Latest update April 12th, 2025 6:32 PM
Mar 22, 2017 Letters
Dear Editor,
Now that the results of the nurses’ state final examination are at hand, the resulting picture is even more grave than anticipated. Governmental intervention is imperative as the health of the nation would be in jeopardy otherwise. At stake is much more than the integrity of the nurses.
Last October while 250 nursing students were preparing to take their State Final Exam to become Registered Nurses, word reached the Public Health Ministry stating that the examination had been breached, thereby compromising the process. Thankfully the word reached before the deed was done. Initial investigations by officials of the Ministry indicated that the situation required the intervention of the Police Force
During the fiasco, the Junior Minister of Public Health, Dr. Karen Cummings asserted that, “we need to know that our nurses know their onions” and for that reason a re-sitting of the examination will be conducted, in order to ensure that only the most proficient of the students are allowed to practice in the public health system. She further stated that such a move would also ensure that the nurses who pass the exam will be able to boast of success without controversy overshadowing their respective performance.
Well here we are results in hand, after re-sitting and remitting; only 23 of the 179 candidates secured overall passes. The results clearly show that the General Nursing Council know what they did. The Nursing Council with its chequered past, and now cloud of suspicion, is tasked with setting the State Final Examination, taken by students of the country’s four nursing schools: Georgetown School of Nursing, the Charles Roza School of Nursing, the New Amsterdam School of Nursing and privately-operated St. Joseph Mercy Hospital.
Contrary to the previously expressed belief of the Junior Minister of Public Health, Dr. Karen Cummings, the results further affirm that the nurses in question did not know their onions but their garlic too. After all the public health system in Guyana is currently reeling from a chronic nursing shortage, and if some nurses are helped to reach the goal, by being given exam papers this can be looked upon as a dishonest step towards situational remediation.
On deeper analysis it is evident that there are individuals who are fully aware that the nurses even on completion of training are not up to the required or expected standards. The prevailing situation brings into question, the calibre of prospective nurse trainee, required admission qualifications for both nurse and nursing instructor and above all the nursing curriculum, or who is teaching who, what and how. Has the nursing shortage forced the respective training schools to lower their admission standards and requirements? In some teaching contexts the instructors are expected to get a bell curve of grades to show that they are teaching to meet expectations.
The question of accountability for nursing education also needs to be addressed, because nursing instructors may see their role as simply forwarding and dispensing knowledge, thereby neglecting the need to know how to be great educators. The majority of nursing instructors have never been officially trained as educators. Most have either a Masters’ degree or no graduate degree at all, just the mere nursing background and experience.
They have not undergone any formal training in how to evaluate the learning needs of students, how to develop learning tools to assist nursing students achieve satisfactory program outcomes.
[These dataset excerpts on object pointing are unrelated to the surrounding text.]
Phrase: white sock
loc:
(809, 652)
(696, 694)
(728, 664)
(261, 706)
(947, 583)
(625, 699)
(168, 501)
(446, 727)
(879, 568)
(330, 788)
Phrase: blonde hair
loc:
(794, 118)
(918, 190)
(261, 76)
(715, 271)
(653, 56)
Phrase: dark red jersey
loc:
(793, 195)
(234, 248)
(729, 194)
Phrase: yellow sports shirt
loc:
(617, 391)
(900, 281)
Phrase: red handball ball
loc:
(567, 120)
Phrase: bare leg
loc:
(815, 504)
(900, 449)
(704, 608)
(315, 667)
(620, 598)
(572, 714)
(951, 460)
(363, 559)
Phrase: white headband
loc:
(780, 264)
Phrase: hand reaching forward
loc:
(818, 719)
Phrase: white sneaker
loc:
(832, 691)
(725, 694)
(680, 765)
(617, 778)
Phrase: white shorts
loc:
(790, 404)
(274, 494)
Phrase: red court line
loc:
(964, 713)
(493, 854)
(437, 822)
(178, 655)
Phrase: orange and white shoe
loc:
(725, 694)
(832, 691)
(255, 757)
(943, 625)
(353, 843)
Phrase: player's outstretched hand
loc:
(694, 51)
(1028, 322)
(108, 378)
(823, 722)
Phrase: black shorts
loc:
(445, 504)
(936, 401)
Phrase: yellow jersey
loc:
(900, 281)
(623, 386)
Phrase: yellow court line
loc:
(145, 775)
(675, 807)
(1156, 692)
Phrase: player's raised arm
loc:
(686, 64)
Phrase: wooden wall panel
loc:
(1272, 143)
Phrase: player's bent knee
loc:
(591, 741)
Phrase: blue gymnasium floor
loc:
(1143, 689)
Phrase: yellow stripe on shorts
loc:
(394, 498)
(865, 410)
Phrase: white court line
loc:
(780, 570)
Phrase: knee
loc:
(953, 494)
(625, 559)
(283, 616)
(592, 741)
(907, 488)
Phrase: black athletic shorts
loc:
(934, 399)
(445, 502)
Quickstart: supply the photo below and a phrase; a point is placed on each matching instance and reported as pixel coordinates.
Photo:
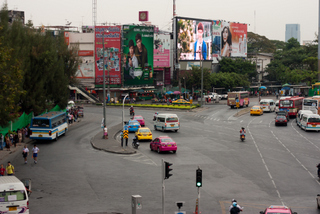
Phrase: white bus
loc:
(312, 104)
(49, 126)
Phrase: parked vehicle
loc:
(300, 114)
(167, 122)
(268, 105)
(13, 195)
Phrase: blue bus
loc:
(49, 126)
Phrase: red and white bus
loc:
(291, 104)
(243, 97)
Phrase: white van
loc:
(268, 105)
(300, 114)
(310, 122)
(167, 122)
(13, 196)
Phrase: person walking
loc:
(2, 170)
(35, 152)
(25, 153)
(105, 132)
(10, 169)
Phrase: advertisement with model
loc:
(161, 50)
(137, 59)
(233, 39)
(194, 39)
(110, 59)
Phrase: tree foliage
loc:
(47, 65)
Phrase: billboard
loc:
(161, 50)
(137, 56)
(194, 38)
(111, 57)
(216, 38)
(233, 39)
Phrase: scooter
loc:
(135, 143)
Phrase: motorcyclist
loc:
(236, 210)
(242, 132)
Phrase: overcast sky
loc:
(270, 20)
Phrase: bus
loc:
(243, 97)
(49, 126)
(291, 104)
(312, 104)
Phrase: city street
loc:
(273, 166)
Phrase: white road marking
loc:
(265, 165)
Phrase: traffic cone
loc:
(196, 211)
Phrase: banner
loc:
(111, 57)
(161, 50)
(137, 57)
(85, 70)
(216, 38)
(233, 39)
(194, 38)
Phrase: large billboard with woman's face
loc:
(110, 57)
(194, 39)
(137, 58)
(233, 39)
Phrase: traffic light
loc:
(199, 178)
(167, 170)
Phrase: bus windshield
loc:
(40, 123)
(286, 103)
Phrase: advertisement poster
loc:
(111, 57)
(233, 39)
(194, 38)
(161, 50)
(85, 70)
(216, 38)
(137, 55)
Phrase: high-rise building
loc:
(292, 30)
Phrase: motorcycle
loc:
(135, 143)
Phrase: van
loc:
(13, 195)
(167, 122)
(310, 122)
(300, 114)
(268, 105)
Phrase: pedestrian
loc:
(35, 152)
(10, 169)
(8, 142)
(105, 132)
(25, 153)
(20, 136)
(1, 141)
(2, 170)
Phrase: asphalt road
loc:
(275, 165)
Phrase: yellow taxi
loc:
(180, 101)
(144, 133)
(256, 110)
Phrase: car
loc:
(163, 143)
(256, 110)
(285, 113)
(180, 101)
(281, 120)
(144, 133)
(279, 209)
(140, 119)
(132, 126)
In addition they cannot evaluate student performance outside of an exam score, or assist students at the margin develop corrective plans to address unaccounted concepts or content. Therein may lie the crux of the problem. Should the nursing instructors be held accountable for the student outcome? Most certainly! If nurses are held accountable for patient outcomes, then in like manner nurses in educational practice should be held accountable for student outcomes.
From hereon the nursing instructors must be made aware of their responsibilities to create lifelong learners and not just assist nurses to prepare themselves to pass a onetime final nursing examination. The present breach has served its purpose – it has laid bare the flaws of the entire nursing and nursing education system, although some nurses may have previously benefitted from the surreptitious behavior of the Nursing Council. Sad but true, the occurrence of certain in -hospital tragedies may have its roots in the quality of nurses produced by the breach.
The entire nurse training program, nurse selection, nursing curriculum and nursing instructors must be rigidly scrutinized, evaluate and remedial measures put in place as necessary. Those at the General Nursing Council responsible for the breach should be pursued to the full extent of the law, along with all identified accomplices. In actuality the punishment meted out should be severe enough to serve as a deterrent to others. An entirely new body working in conjunction with the Minister and Ministry of Health should be created to overlook the nursing curriculum, the setting of the nursing examination, distribution, collection and tabulation of the results. It is only in so doing that nursing education can have an effect on the ability of the profession to uphold and transmit its core values to provide nurses that make intelligent judgement, thereby keeping patients safe.